The Minister for the NDIS Stuart Robert insists the model will ensure equity in the scheme.

A man in a suit and tie.
NDIS Minister Stuart Robert say the move to independent assessments will make the scheme fairer.(ABC News: Matt Roberts)

“The government completely rejects any insinuation of any impropriety of the arms-length process run by the NDIA to appoint independent assessors,” the spokesman said.

The Minister said two weeks ago that the independent assessments were strongly recommended by the Productivity Commission when it built the scheme in 2011.

But Mr Bowen said the Productivity Commission recommended independent assessments as part of a range of assessment tools to measure a participant’s disabilities and support needs.

“This was never a one-size-fits-all model. This was about personalised plans, recognising the individual circumstances of people.”

“Now they’re introducing an assessment where you see someone who has no knowledge of your history [and] no personal relationship with you.”

“I think that’s woeful.”

People will ‘fall through the gaps’

Bianca Rossetti smiles at her teenage son as he holds his hand. He looks into the camera.
Bianca Rossetti, pictured with her 15-year-old son Matthias, says some NDIS participants will struggle to convey their needs to their assessor.(ABC News: David Maguire)

Bianca Rossetti and her 15-year-old son Matthias have already experienced the new model through a pilot of the independent assessment process currently underway around the country.

An independent assessor came to their Canberra home earlier this month to conduct a capacity assessment with Matthias, who is an NDIS participant with autism.

“Matthias was just not interested in meeting this lady and he didn’t really understand the process of it.
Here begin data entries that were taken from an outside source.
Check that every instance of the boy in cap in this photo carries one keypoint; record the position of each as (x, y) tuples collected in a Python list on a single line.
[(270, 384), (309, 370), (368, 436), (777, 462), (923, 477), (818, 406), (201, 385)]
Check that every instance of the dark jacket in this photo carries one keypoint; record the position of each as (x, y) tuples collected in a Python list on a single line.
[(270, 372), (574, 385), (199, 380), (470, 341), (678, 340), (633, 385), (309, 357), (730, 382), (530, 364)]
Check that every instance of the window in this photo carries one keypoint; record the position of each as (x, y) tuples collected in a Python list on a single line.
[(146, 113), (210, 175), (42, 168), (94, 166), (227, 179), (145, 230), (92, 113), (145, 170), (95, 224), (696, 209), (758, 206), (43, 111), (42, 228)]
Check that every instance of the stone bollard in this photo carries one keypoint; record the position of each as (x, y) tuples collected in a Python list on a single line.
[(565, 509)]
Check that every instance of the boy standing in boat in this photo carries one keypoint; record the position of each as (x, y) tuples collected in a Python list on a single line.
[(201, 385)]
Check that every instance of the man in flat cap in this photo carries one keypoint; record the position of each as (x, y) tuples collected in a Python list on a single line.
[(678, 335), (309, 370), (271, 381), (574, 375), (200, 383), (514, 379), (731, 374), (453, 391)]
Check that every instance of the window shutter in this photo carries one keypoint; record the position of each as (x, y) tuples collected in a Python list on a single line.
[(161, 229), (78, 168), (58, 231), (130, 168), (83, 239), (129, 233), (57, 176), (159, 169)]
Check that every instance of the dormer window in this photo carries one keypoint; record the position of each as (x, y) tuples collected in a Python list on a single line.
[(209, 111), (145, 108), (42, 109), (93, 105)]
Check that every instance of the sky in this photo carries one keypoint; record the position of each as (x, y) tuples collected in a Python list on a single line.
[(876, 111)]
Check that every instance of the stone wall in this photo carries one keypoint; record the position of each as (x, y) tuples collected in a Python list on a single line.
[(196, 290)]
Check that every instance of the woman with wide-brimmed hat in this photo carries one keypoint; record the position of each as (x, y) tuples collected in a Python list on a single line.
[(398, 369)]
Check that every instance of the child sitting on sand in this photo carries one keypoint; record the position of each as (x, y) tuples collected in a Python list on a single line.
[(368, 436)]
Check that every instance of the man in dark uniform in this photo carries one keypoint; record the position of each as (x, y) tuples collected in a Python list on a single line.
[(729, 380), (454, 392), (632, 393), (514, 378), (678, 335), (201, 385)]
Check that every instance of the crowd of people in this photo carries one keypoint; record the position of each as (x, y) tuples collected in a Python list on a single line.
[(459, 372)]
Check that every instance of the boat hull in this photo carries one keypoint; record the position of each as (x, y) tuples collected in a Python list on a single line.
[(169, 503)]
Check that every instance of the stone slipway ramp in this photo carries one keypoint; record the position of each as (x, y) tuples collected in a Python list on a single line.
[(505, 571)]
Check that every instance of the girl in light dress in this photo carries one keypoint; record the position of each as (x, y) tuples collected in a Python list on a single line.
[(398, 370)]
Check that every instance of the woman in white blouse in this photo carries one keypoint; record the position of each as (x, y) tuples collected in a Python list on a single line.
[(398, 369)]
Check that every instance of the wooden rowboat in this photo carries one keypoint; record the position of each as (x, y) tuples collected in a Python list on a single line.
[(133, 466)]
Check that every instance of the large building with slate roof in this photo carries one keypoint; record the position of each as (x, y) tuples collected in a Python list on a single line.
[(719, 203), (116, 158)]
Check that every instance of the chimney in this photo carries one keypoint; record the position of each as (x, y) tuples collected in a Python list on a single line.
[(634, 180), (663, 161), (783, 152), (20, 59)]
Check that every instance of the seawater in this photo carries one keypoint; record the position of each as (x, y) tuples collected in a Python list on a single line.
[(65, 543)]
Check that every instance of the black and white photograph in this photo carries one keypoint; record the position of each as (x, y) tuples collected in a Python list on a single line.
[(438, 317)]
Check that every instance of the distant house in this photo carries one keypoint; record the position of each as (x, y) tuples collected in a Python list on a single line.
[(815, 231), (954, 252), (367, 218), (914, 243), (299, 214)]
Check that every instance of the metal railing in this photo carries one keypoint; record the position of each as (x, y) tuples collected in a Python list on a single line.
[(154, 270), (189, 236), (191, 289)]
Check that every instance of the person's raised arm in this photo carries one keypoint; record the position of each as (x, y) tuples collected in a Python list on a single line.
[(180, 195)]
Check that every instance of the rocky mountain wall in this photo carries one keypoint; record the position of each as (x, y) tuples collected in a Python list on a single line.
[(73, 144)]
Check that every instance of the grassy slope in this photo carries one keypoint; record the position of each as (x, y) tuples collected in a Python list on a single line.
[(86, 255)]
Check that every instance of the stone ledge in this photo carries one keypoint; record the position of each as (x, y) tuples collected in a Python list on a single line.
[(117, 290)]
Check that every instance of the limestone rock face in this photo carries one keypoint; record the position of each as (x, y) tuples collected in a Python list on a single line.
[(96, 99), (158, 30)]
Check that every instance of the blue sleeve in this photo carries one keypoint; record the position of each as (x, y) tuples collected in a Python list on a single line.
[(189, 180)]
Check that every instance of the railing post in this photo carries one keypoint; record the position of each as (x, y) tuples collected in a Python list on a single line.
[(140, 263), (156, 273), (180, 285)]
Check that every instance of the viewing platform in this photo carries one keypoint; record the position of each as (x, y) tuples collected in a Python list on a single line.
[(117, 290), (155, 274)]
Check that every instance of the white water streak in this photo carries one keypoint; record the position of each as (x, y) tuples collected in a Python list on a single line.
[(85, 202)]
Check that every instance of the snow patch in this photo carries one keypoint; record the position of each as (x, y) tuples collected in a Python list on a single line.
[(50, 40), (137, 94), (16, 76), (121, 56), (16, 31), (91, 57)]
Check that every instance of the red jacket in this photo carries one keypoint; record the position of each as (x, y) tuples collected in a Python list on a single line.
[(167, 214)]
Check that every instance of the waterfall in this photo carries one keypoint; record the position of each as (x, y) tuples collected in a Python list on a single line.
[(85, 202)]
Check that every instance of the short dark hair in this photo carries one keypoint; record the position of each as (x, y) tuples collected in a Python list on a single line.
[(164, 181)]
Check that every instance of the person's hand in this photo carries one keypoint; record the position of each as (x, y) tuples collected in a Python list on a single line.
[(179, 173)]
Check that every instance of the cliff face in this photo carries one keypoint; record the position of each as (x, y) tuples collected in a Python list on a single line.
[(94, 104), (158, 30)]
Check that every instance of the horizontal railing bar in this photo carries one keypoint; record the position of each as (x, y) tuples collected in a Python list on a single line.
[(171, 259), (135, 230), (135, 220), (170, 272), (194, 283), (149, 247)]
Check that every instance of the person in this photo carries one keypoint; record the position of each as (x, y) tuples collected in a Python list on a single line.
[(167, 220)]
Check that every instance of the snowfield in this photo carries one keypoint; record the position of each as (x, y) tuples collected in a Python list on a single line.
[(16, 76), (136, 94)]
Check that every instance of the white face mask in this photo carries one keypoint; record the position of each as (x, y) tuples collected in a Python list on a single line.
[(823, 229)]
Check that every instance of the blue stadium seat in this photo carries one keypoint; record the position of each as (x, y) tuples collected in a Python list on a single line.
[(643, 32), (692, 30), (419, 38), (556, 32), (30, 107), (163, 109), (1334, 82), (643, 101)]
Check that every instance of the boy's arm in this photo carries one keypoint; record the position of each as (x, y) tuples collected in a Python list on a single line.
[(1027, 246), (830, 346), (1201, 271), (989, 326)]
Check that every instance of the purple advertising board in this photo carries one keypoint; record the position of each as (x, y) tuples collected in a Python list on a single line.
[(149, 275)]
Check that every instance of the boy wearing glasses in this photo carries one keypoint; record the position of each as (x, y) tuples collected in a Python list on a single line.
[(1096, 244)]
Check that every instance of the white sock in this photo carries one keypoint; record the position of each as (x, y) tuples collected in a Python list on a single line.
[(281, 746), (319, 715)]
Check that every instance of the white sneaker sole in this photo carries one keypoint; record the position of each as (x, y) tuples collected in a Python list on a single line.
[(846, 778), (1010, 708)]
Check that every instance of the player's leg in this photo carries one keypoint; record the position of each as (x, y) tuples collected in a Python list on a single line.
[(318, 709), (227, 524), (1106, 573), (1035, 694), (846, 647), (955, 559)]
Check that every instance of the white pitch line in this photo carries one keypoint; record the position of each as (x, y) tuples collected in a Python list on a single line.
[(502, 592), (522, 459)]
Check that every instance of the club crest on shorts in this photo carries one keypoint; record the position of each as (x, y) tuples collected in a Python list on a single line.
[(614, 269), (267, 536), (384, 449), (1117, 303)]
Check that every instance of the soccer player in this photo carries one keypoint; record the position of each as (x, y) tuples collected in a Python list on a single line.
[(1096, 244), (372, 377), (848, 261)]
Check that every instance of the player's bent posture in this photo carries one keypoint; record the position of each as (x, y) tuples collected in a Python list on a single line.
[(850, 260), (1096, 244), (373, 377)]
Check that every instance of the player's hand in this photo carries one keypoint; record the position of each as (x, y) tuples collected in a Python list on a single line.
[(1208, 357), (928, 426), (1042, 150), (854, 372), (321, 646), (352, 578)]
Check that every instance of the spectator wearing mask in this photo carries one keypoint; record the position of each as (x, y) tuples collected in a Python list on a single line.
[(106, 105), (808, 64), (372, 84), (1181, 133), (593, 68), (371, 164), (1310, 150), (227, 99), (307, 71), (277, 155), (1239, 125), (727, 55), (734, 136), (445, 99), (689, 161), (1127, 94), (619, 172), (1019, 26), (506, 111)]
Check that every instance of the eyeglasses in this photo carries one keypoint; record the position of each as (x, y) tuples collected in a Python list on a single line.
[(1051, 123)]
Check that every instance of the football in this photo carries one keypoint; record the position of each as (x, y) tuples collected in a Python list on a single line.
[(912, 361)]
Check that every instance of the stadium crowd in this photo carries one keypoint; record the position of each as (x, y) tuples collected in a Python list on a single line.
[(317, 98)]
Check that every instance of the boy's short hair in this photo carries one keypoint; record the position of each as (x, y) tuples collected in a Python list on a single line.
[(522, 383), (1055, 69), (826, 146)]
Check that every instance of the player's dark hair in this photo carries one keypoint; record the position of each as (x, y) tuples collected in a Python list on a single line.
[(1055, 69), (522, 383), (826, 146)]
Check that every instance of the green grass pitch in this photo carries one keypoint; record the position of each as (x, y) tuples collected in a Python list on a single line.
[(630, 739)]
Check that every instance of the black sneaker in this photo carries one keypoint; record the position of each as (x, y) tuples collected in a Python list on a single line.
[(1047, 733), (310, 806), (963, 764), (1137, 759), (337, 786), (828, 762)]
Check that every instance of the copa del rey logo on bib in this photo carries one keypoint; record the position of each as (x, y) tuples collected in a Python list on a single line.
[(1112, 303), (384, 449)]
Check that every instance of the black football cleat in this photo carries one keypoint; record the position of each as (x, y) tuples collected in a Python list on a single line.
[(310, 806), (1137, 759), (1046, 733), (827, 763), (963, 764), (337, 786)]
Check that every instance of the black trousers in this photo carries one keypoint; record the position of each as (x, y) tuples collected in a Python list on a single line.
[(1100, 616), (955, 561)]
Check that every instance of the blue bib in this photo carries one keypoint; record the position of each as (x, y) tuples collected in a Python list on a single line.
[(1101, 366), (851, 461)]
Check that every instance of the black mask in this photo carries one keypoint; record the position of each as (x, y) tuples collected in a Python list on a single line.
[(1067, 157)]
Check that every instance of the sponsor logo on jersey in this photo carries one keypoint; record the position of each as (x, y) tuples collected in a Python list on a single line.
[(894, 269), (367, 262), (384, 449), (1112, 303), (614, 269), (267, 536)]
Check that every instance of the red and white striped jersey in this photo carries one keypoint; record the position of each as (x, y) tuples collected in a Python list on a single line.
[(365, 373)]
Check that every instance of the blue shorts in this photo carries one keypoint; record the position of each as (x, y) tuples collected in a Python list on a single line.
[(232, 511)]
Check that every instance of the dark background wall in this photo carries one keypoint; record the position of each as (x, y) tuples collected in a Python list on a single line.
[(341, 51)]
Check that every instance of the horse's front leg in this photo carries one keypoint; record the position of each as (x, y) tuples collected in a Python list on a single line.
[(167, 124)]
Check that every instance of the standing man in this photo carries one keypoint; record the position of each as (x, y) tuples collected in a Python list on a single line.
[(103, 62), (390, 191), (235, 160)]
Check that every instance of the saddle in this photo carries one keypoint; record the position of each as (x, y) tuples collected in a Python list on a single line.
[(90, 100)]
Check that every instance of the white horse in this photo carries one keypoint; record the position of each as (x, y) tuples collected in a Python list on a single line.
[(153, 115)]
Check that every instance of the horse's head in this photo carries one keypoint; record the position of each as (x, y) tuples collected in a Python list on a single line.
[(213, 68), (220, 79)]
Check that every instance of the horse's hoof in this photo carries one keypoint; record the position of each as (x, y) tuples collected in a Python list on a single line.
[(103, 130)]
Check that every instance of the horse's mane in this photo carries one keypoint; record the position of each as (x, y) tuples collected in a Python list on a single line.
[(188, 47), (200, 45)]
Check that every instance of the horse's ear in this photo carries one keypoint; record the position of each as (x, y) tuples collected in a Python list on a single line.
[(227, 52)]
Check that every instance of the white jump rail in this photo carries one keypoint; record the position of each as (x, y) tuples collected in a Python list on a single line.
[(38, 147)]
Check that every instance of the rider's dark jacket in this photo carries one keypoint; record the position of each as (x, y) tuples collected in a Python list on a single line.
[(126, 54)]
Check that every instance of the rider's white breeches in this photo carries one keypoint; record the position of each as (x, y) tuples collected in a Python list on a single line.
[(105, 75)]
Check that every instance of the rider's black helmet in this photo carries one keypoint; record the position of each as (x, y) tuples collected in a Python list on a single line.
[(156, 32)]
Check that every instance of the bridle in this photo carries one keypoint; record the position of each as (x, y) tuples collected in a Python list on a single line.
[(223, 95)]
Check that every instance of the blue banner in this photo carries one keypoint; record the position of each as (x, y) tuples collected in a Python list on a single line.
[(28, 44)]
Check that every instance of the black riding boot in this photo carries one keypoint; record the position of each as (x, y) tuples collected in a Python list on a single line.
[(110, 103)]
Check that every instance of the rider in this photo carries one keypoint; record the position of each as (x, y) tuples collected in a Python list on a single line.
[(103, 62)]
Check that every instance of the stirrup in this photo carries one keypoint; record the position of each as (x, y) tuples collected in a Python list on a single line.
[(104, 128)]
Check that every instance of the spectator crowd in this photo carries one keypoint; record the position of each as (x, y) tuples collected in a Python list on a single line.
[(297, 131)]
He just walked away.”

Ms Rossetti, who is also chair of advocacy group ACT Mental Health Consumer Network, said she was left to answer the assessor’s questions on her son’s behalf.

“It wasn’t a true representation, because it was just my perspective.”

Ms Rossetti believes many NDIS participants will have difficulty communicating their needs during the assessments.

“Because I’m involved in the NDIS as a mental health advocate, I can articulate what is needed,” she said.

One of the organisations running the pilot is Advanced Personnel Management — a Perth-based based company that has also won a tender to carry out independent assessments over the next three years.

APM is already a major NDIS contractor, which according to contract documents has earned more than $86 million from the agency to run its local area coordination services in parts of Western Australia, the Northern Territory and Queensland.

Local area coordinators (LAC) act as a participant’s first point of contact in the scheme, and are supposed to help connect them with disability support providers.

Under the rules of the independent assessments tender, LAC providers are meant to be blocked from contracting for assessments in areas where they already operate.

Yet an APM subsidiary called Konekt won the tender to deliver independent assessments in areas where its parent company is an LAC provider.

For example, in parts of Perth and southern Western Australia where APM is contracted for LAC services, Konekt has been awarded the tender to deliver independent assessments.

APM declined to respond to questions about whether this meant it was in breach of the conflict of interest provisions.

In its statement, the NDIA said there was “no instance” in which an organisation could carry out independent assessments in areas where it provided support services.

It said organisations carrying out independent assessments could contain other operations within their group that may perform other services, but the organisations with these groups operated as separate legal entities.

The global medical assessment company Medhealth also successfully tendered for the independent assessment contract through its workplace injury rehabilitation subsidiary, Ipar.

Medhealth also owns Ability Action, an NDIS provider that offers services around the country.

Arriba Group, which owns NDIS provider LiveBig, also successfully tendered to provide independent assessments through its other company, Rehab Management Australia.

The ABC contacted Medhealth and Arriba Group for comment, but both referred the questions to the NDIA.